Da gab es für die Bayer-Fans nach dem befreienden 5:0-Erfolg gegen Borussia Mönchengladbach endlich wieder Grund zu Jubeln, und doch hatten viele Tränen in den Augen stehen. Da tauchte plötzlich in Stefan Kießling wieder jemand auf, den viele rund ums Bayer-Kreuz bereits abgeschrieben hatten. Zwei Tore köpfte er selbst, zwei der drei Treffer seines Sturmpartners Chicharito bereitete er vor. Eine Spielgeschichte "wie gemalt" (Rudi Völler), um zum Helden dieses besonderen Abends zu werden.

Einer, an dem man sich die Krise aus den Gliedern spielte und der bis dahin seit zehn Liga-Spielen ungeschlagenen Mannschaft von Andre Schubert die erste Niederlage beibrachte. Eine bittere. "Das hat uns hart getroffen. Dass wir so zusammenbrechen, ist schlimm", sagte Schubert nach der höchsten Gladbacher Liga-Pleite seit September 2012 (0:5 in Dortmund). "Wir haben eine gute Serie gespielt, aber man merkt, die Kräfte lassen so langsam nach. Wir müssen uns jetzt nochmal zusammenreißen."

Tatsächlich wurde Kießling zum Helden - das war spätestens klar, als er den Ball in der 65. Minute zum 3:0 in den Winkel des Tores köpfte. Kießling ballte ein zweites Mal die Faust - und sorgte für eine Atmosphäre, wie es sie in der Arena lange nicht mehr gab. Die Hauptrolle spielte der Stürmer selbst - so wie früher, als niemand ernsthaft an seinen Fähigkeiten als Fußballer zweifelte. Er war der Anführer seiner Mannschaft, ein nicht müde werdender Balleroberer, Vorbereiter und Torschütze. Das 1:0 und 3:0 erzielte er selbst, zum 2:0 lieferte er eine sehenswerte Vorlage mit der Hacke, und auch das 4:0 hätte es ohne ihn nicht gegeben.

Trotzdem konnte sich Kießling nicht wirklich freuen. Wer die Szenerie deuten wollte, sah einen nachdenklichen Stürmer, der um Verständnis bat, nicht mehr sagen zu wollen als: "Meine Gefühle sind total schwer zu beschreiben."

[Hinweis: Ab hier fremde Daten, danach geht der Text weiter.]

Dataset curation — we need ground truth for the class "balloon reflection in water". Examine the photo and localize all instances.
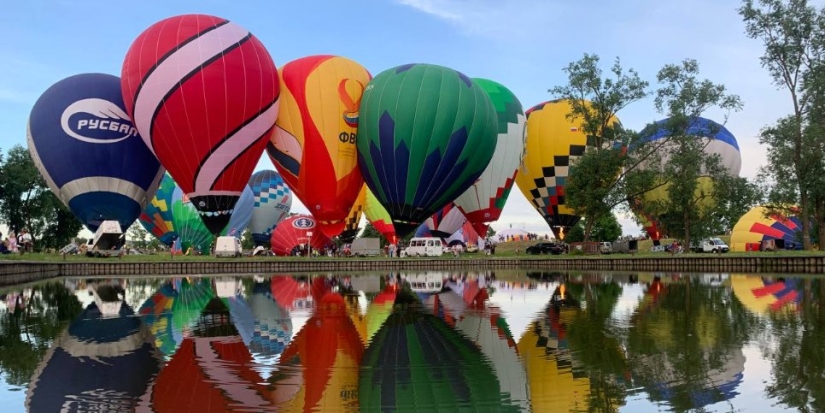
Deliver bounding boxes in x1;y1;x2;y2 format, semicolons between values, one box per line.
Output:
270;293;364;412
26;303;161;412
518;288;590;412
730;274;802;314
427;291;530;411
138;278;215;358
358;290;519;412
139;297;271;413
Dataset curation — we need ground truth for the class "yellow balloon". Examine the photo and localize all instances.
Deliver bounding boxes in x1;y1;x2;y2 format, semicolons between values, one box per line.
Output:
516;100;619;238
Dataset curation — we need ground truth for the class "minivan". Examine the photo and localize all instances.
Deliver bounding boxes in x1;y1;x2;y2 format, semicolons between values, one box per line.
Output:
403;237;444;257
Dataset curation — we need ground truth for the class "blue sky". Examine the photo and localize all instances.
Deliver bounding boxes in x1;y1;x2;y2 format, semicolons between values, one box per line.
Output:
0;0;790;234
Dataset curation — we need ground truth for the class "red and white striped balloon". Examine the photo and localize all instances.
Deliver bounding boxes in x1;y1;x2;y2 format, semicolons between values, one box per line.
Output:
121;14;280;234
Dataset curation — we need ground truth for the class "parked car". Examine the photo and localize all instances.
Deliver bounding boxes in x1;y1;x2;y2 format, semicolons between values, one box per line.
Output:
526;242;564;255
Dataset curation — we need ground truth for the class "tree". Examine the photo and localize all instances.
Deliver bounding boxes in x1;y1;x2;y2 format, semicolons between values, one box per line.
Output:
0;145;64;248
39;191;83;250
641;59;742;245
564;214;622;242
739;0;825;250
708;177;765;234
549;54;649;241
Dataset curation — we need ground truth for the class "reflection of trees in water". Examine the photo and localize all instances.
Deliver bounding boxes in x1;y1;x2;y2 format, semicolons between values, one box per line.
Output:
0;282;82;386
567;273;628;412
762;279;825;412
627;277;755;411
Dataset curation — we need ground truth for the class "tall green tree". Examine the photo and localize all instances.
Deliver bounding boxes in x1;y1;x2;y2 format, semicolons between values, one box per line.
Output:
549;54;649;241
564;214;622;242
739;0;825;250
641;59;742;245
707;177;765;234
38;191;83;250
0;145;65;243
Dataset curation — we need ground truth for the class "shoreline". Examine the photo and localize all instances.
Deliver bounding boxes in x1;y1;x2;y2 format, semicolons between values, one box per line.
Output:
0;254;825;286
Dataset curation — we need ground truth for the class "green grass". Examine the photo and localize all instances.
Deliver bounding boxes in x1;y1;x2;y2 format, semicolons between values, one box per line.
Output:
0;236;825;262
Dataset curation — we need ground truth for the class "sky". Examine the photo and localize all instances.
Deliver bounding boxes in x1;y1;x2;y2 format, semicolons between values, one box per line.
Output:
0;0;791;235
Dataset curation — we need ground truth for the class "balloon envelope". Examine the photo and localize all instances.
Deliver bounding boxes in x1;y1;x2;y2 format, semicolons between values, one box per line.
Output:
267;55;371;238
356;64;498;236
138;174;179;246
338;185;367;243
455;79;527;235
730;206;802;252
27;73;163;232
630;117;742;239
122;14;280;234
516;100;618;238
249;170;292;245
270;215;331;256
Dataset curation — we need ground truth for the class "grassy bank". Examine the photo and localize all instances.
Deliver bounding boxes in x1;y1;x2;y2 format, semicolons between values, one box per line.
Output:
0;237;825;262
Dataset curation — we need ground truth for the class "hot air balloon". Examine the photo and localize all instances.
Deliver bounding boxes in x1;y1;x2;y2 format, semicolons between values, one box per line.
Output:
364;185;398;244
415;202;467;238
730;206;802;252
27;73;163;232
249;170;292;245
455;79;527;237
338;185;367;244
138;174;179;246
270;215;331;256
172;185;255;254
632;117;742;244
221;185;255;238
26;302;161;412
356;64;498;236
121;14;280;235
267;55;371;238
516;100;619;239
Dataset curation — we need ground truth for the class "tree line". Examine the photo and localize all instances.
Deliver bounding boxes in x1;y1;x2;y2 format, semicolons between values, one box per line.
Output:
549;0;825;250
0;145;83;251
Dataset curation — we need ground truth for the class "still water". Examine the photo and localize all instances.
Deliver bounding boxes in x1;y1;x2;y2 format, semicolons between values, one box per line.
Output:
0;271;825;413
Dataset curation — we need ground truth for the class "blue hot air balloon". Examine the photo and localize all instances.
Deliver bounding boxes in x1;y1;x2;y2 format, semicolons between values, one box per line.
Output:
28;73;164;232
249;170;292;245
221;185;255;238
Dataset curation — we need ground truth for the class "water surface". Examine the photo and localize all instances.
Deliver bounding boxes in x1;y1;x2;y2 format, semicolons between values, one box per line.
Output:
0;271;825;413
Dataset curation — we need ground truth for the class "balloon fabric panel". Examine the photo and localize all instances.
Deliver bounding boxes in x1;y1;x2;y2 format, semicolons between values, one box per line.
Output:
356;64;497;235
122;15;279;233
139;173;178;246
267;55;370;237
455;79;527;234
249;170;292;245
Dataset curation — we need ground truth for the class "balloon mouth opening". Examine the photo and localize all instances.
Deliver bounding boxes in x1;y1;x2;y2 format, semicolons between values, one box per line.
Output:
189;195;240;236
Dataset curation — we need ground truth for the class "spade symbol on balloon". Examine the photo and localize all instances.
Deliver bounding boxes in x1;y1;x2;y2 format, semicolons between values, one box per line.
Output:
121;14;280;234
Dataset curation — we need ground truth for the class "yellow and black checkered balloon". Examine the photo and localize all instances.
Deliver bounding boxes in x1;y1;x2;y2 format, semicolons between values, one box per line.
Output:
516;100;618;238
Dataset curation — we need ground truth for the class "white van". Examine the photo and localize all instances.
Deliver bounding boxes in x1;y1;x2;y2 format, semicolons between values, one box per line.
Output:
215;236;242;257
403;237;444;257
690;238;730;254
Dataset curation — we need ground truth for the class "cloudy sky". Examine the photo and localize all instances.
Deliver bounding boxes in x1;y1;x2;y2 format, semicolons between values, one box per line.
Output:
0;0;790;234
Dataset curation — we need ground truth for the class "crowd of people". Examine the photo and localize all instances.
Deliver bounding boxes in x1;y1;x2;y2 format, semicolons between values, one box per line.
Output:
0;228;34;255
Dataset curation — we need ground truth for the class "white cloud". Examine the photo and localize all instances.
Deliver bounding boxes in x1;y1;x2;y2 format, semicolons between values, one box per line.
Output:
398;0;463;21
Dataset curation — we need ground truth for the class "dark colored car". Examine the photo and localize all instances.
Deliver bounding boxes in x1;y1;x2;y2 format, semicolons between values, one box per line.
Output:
527;242;564;255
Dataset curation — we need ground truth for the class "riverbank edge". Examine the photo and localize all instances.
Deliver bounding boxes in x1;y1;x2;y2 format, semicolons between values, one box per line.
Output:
0;255;825;286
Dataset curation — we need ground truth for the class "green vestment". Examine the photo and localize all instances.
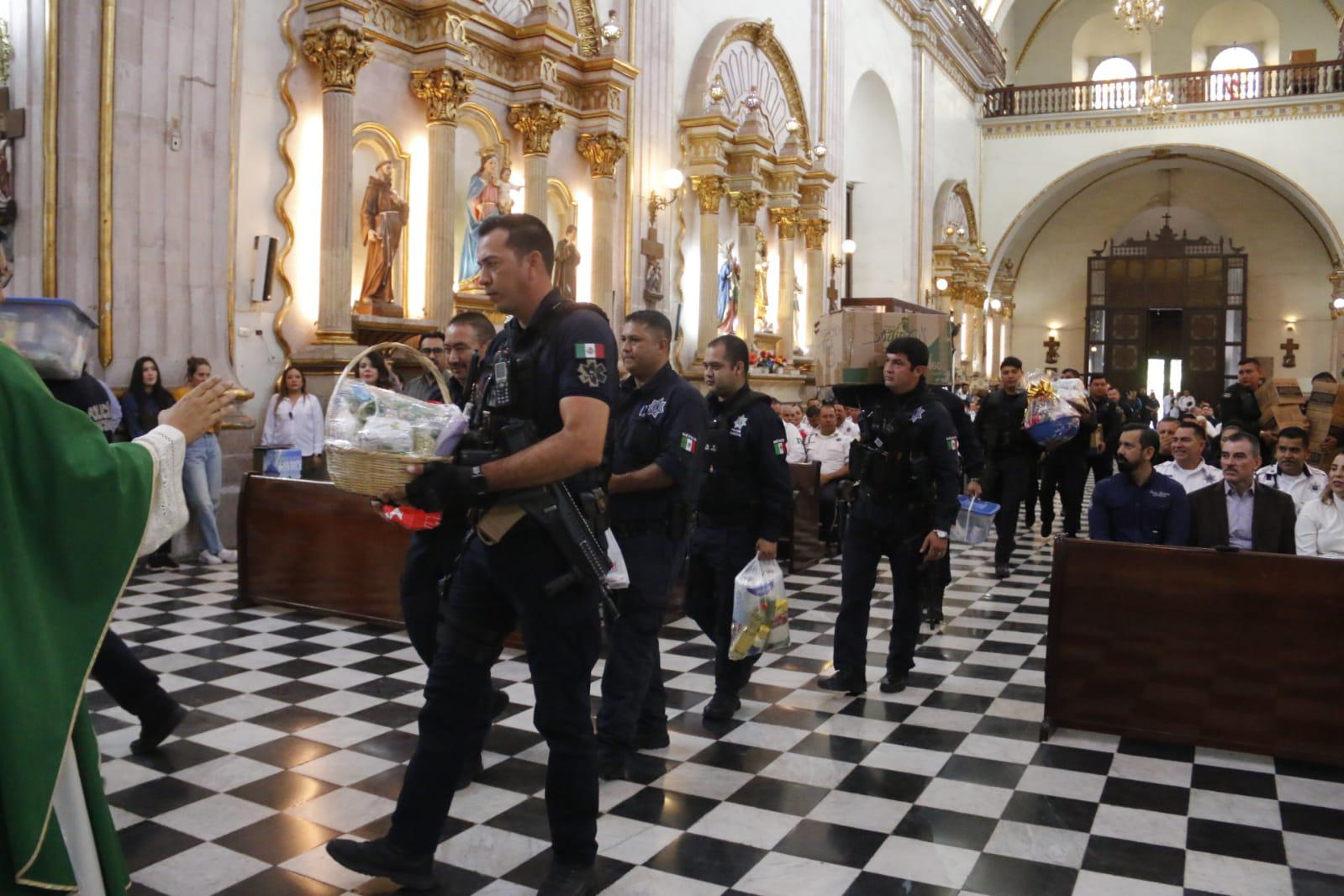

Als die Fans mitbekamen, dass der 31-Jährige, der mit 138 Bundesliga-Toren in 392 Pflichtspielen nun Uwe Seeler überholte, noch lange im Stadion stand, kehrten viele noch einmal zurück. Einige riefen: "Stefan, du darfst nicht gehen." Die eigenen Anhänger hatten offenbar ein gutes Gespür dafür, dass sie den Publikumsliebling vielleicht zum letzten Mal zu Hause im Bayer-Dress sahen. "Kies" (Vertrag bis 2017) signalisierte zumindest, dass er über Abschied nachdenkt. Seine Feier mit den Fans: womöglich der Beginn eines Trennungsprozesses, der in einem der nächsten Transferfenster vollzogen werden könnte, wenn Bayer ihm nicht etwas mehr Wertschätzung entgegenbringt. "Nur weil ich ein gutes Spiel gemacht habe, ist das trotzdem eine harte Zeit für mich", sagte er. "Ich liebe diesen Verein. Aber ich will spielen. Am Ende meiner Karriere muss ich auch an mich denken."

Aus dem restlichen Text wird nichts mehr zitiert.